Those who work in and around the tech business have an exceptionally high rate of an early 21st-century condition known as Shiny Object Syndrome. Just as we start to get all worked up about the new greatest thingamajig evuh, the next new pulsardongulator arrives and we flock to it rapturously and forget all about the heart throbber to which we were eternally devoted to just 5 minutes ago.
21st-Century Reality Check
Recently, I couldn’t help but think of this Shiny Object Syndrome as Coca-Cola plunged deeply into the Metaverse, AWS signed a pretty wild agreement with the Brazilian Space Agency, and IBM ushered in a new cloud-based wave of innovation for mainframes.
Those three examples capture three seemingly different realms of 21st-century reality:
- The current Metaverse craze that’s fusing the physical and the digital.
- The ever-expanding excursions into space will conjoin Earth and outer space.
- And, on a purely terrestrial basis, the urgent need for businesses to be able to move and innovate across the cloud and on-premise systems quickly, seamlessly, and securely.
As a result, it would be easy for all of us to zip around in a state of constant high-intensity distractedness: Metaverse or mundane? Interplanetary commerce or Earth-based focus? Or how about the zany belief that the cloud will take over all of the world’s IT environments in a year or two, relegating mainframes to the tarpit of history?
“According to many experts at the moment, the visions, the views, and the predictions that huge organizations are making about the capabilities of the Metaverse are impossible to realize.”
Kieron Allen, Acceleration Economy Analyst, My Metaverse Minute
My Metaverse Minute Ep 14: The Metaverse Cannot Exist (Or Can It…)
Separate Realities on a Continuous Spectrum
The 21st-century is a time when we all need to fight that compulsion toward permanent distractedness and remember that video most certainly did not kill the radio star. Instead, we need to see all of these seemingly separate realities as interrelated points on a continuous spectrum defined by the amazingly wide range of human experiences that are here today and that will surely expand rapidly in the years to come.
The Coca-Cola company captured this nicely in its recent launch of some new drinks. From a recent article on marketingweek.com: Described as a “new brand expression”, Coca-Cola Creations will introduce a series of limited-edition flavors, collaborations, and experiences spanning the “physical and digital worlds”.
The first Coca-Cola Creations product rolling out in the US is Starlight, a limited-edition “space Coke” which imagines how outer space might taste.
“How outer space might taste”—not sure an old dude like me gets it, but I give the Coke crew top marks for ambition and the sheer scale of their ambitions, which that article describes nicely.

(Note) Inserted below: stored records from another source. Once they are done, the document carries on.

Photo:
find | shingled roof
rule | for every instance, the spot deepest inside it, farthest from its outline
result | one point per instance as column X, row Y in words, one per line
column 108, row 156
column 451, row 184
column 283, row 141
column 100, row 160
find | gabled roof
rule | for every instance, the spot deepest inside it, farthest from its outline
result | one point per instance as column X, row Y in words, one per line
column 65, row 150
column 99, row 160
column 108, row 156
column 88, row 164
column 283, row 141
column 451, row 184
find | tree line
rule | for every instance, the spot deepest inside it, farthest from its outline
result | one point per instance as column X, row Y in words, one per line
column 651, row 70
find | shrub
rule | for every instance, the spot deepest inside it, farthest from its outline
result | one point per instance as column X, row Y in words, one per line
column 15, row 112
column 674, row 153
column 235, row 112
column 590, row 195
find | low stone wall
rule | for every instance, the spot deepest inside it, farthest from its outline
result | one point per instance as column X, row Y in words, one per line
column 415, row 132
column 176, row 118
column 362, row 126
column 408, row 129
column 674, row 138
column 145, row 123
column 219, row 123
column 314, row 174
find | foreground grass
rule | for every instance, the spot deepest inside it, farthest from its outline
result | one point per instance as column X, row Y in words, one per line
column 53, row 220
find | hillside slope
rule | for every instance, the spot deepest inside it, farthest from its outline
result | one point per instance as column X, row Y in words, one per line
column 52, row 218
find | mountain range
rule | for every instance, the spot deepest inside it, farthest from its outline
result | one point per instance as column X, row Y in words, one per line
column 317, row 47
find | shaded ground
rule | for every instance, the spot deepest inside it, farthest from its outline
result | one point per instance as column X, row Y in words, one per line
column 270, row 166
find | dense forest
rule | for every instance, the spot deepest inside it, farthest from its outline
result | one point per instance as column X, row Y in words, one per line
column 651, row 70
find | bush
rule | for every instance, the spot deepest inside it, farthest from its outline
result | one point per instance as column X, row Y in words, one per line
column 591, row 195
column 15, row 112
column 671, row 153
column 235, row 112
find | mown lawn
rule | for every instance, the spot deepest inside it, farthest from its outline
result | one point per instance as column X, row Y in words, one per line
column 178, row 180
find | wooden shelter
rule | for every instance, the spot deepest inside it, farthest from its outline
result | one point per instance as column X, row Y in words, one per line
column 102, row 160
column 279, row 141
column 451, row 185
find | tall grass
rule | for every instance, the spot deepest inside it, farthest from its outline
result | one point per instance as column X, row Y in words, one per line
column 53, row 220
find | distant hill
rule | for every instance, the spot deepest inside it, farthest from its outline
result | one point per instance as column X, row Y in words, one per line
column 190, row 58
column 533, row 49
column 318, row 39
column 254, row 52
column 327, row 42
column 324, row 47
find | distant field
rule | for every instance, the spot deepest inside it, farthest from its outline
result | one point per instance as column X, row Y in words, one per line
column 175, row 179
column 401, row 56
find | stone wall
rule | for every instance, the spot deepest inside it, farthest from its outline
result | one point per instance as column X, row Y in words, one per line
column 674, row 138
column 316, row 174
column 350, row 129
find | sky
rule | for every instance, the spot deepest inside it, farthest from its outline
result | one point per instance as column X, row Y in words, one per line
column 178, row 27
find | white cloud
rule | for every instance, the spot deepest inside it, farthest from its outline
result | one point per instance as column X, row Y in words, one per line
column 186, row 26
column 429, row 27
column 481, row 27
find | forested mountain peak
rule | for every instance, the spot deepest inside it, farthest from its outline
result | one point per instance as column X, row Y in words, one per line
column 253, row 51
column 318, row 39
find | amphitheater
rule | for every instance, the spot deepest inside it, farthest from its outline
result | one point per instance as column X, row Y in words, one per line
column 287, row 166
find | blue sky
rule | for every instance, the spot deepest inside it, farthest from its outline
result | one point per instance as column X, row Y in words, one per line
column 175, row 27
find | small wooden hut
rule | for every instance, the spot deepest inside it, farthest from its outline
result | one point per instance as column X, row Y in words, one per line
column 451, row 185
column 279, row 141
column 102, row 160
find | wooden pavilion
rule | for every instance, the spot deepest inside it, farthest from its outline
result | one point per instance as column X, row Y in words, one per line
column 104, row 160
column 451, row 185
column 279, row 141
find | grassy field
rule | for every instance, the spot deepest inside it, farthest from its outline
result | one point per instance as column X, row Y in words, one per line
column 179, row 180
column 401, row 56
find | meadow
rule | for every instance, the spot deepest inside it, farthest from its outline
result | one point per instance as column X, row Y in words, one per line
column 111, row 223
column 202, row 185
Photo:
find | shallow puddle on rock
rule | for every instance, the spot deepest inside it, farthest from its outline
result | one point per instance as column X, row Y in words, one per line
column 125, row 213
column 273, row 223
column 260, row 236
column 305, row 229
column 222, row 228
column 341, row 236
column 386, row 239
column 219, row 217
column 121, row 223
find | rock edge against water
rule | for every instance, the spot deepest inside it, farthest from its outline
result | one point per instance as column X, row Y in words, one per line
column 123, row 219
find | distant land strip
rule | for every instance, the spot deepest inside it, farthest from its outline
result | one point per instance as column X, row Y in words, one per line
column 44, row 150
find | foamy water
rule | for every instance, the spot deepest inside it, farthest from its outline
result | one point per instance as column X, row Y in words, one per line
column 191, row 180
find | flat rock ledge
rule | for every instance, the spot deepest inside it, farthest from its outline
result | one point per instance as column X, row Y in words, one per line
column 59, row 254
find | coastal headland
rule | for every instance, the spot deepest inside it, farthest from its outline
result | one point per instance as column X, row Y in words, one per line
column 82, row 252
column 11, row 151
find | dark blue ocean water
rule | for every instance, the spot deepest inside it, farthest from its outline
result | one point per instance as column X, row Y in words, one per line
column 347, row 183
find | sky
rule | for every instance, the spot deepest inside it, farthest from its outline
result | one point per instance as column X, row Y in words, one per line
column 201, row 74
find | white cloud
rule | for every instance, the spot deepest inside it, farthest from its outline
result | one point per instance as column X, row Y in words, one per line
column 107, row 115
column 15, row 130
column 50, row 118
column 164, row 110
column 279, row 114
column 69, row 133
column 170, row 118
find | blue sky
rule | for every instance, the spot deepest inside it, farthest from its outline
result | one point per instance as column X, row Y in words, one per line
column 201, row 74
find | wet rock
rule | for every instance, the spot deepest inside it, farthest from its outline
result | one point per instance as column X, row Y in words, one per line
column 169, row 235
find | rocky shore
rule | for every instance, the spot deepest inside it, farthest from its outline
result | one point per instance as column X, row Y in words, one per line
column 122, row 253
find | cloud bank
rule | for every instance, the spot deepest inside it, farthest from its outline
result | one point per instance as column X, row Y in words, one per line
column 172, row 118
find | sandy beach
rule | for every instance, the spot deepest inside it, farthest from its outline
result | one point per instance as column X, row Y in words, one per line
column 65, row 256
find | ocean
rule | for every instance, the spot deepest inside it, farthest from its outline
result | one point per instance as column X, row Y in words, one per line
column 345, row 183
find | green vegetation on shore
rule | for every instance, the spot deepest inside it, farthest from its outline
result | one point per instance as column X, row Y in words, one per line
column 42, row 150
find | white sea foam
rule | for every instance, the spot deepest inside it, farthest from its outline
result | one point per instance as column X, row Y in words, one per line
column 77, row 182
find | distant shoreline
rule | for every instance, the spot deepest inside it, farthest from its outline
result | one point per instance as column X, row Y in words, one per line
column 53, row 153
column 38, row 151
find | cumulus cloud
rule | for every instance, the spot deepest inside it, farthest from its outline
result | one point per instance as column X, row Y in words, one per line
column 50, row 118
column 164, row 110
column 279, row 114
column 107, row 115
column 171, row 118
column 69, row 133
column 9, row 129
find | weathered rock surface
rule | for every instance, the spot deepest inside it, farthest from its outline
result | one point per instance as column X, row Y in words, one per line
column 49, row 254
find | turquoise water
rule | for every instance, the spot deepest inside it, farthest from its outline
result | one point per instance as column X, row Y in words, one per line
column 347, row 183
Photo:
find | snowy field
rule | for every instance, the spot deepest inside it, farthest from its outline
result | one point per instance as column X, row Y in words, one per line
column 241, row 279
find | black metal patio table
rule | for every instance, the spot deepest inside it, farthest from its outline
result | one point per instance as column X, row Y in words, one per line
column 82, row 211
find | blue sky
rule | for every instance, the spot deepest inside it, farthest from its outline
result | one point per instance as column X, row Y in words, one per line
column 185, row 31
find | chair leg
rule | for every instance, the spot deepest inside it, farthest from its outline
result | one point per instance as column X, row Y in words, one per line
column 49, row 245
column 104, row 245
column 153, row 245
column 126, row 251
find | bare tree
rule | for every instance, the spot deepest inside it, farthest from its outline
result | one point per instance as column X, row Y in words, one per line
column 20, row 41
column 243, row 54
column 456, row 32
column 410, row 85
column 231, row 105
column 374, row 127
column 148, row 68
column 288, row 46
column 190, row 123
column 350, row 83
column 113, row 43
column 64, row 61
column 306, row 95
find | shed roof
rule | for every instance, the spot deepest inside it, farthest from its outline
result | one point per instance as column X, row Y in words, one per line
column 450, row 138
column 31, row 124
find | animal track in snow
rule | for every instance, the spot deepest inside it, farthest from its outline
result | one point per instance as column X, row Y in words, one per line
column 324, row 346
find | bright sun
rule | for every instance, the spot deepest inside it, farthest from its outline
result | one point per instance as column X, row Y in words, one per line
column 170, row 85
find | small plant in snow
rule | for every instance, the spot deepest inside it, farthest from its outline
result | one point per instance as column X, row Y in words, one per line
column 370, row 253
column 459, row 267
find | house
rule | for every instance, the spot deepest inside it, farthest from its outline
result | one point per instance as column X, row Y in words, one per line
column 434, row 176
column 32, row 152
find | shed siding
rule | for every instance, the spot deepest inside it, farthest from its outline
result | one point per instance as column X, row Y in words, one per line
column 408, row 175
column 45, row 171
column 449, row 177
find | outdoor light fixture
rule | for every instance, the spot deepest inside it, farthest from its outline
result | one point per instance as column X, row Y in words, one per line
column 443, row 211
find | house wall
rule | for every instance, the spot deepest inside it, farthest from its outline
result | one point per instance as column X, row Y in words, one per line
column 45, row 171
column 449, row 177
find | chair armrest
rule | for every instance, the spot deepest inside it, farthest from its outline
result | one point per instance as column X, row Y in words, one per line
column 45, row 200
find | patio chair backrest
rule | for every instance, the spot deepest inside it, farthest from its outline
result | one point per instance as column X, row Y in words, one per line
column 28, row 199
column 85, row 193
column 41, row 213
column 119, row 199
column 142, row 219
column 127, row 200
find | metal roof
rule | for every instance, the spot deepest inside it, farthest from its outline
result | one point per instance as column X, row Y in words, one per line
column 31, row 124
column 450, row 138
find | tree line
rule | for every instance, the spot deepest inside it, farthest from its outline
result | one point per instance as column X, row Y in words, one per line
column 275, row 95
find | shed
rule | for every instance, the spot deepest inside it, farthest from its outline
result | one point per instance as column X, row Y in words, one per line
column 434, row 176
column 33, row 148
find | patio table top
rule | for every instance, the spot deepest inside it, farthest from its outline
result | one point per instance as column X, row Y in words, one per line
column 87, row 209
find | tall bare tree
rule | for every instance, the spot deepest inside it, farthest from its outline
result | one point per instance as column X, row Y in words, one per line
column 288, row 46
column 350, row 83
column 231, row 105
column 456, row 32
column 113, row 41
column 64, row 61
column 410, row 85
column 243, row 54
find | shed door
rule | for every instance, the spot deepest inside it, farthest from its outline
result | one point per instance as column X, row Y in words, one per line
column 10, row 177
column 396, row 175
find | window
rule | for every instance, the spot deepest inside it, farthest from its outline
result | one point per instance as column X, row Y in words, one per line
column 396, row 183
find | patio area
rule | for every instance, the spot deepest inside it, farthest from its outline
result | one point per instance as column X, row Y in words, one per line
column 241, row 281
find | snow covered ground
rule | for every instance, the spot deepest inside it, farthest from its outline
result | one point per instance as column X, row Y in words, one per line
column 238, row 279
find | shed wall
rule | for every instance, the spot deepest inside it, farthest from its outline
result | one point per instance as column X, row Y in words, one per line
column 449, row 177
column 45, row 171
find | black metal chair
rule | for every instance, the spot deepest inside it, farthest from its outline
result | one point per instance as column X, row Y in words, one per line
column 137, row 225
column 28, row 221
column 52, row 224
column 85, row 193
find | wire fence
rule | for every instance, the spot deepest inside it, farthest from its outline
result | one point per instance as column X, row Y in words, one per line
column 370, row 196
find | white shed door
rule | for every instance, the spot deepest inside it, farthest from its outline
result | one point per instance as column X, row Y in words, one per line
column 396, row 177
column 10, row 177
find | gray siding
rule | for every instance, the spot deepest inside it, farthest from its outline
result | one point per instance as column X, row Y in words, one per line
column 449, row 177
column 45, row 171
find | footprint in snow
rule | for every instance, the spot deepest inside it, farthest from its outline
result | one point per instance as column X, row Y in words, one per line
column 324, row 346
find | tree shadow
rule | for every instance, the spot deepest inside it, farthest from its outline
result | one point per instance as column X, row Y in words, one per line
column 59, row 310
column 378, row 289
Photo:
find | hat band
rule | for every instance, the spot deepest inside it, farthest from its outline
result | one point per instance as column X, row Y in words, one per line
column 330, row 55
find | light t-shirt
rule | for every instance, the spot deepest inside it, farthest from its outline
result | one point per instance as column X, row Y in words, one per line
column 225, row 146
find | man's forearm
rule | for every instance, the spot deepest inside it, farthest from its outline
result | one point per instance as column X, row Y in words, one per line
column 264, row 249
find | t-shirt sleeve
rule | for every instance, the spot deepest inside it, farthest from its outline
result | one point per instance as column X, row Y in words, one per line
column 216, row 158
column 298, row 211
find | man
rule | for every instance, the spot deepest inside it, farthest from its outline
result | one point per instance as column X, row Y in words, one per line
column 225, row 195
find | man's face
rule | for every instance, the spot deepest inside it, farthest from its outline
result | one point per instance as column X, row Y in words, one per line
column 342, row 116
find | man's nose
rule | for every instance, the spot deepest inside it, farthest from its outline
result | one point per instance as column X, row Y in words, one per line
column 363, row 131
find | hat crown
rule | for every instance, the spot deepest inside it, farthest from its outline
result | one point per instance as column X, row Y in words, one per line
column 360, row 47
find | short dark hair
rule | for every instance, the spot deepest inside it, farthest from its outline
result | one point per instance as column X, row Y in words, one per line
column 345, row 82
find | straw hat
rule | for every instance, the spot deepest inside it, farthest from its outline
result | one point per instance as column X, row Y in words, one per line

Then there’s AWS and the Brazilian Space Agency, which are working together to not only deploy cloud technology to manage the agency’s operations but also to drive economic growth, fortify national security, and help shape that enormous country’s national policy and strategy for space.
Plus, it represents “a concrete initiative towards greater integration of the Brazilian private sector and our aerospace industry with the American innovation ecosystem, the most advanced in the world,” said Brazilian ambassador to the U.S. Nestor Forster Jr.
To me, those sound like very lofty goals built from the earthly ground up.
In the traditional world of IT environments, IBM recently made a big breakthrough with its IBM Cloud for Financial Services in bridging the gap between workhorse mainframes and powerful new cloud-based services. As explained in our exclusive interview with Howard Boville, IBM Head of Cloud Platform:
“So we build capabilities where you can have your developers write their lines of code once, but deploy anywhere. And we do that either with Red Hat OpenShift, or we do it through a managed service or runtime service of Satellite, which is built upon Red Hat OpenShift. And that can sit upon IBM Cloud, you can sit it on AWS, you can sit it on Microsoft, or you can sit it on your on-premise environment.”
Howard Boville, Head of Cloud Platform, IBM
No doubt, that’s a lot of shiny objects—but when viewed in the proper context, they’re all interconnected links in a dazzling chain of potential and possibility. Some final thoughts are in the concluding section below.
Conclusion
I suggest we think of all of these various 21st-century realms or realities as platforms for creating and optimizing human experiences. They are not disconnected, not fragmented, not in competition with one another, and surely not incompatible—unless some short-sighted leaders willfully incorporate that outcome, which should be a fireable offense.
PCs, mobile devices, supercomputers, IoT, and the edge, in general, are all part of the continuum. And if it makes our brains hurt a little to figure out how the Metaverse and outer space fit into all this, that’s okay—as the United States Marine Corps has said, “Pain is just weakness leaving the body.”
If we think this stuff today is crazy—and it sure is—then we better lace ‘em up extra tight because later this year or early next year, the tech industry is going to start pushing out the first generation of cloud-based quantum-computing services, which will very likely deliver the shiniest gosh-darn objects anyone has ever seen.
Stay focused, stay optimistic, and dream big dreams—the fun’s only just beginning.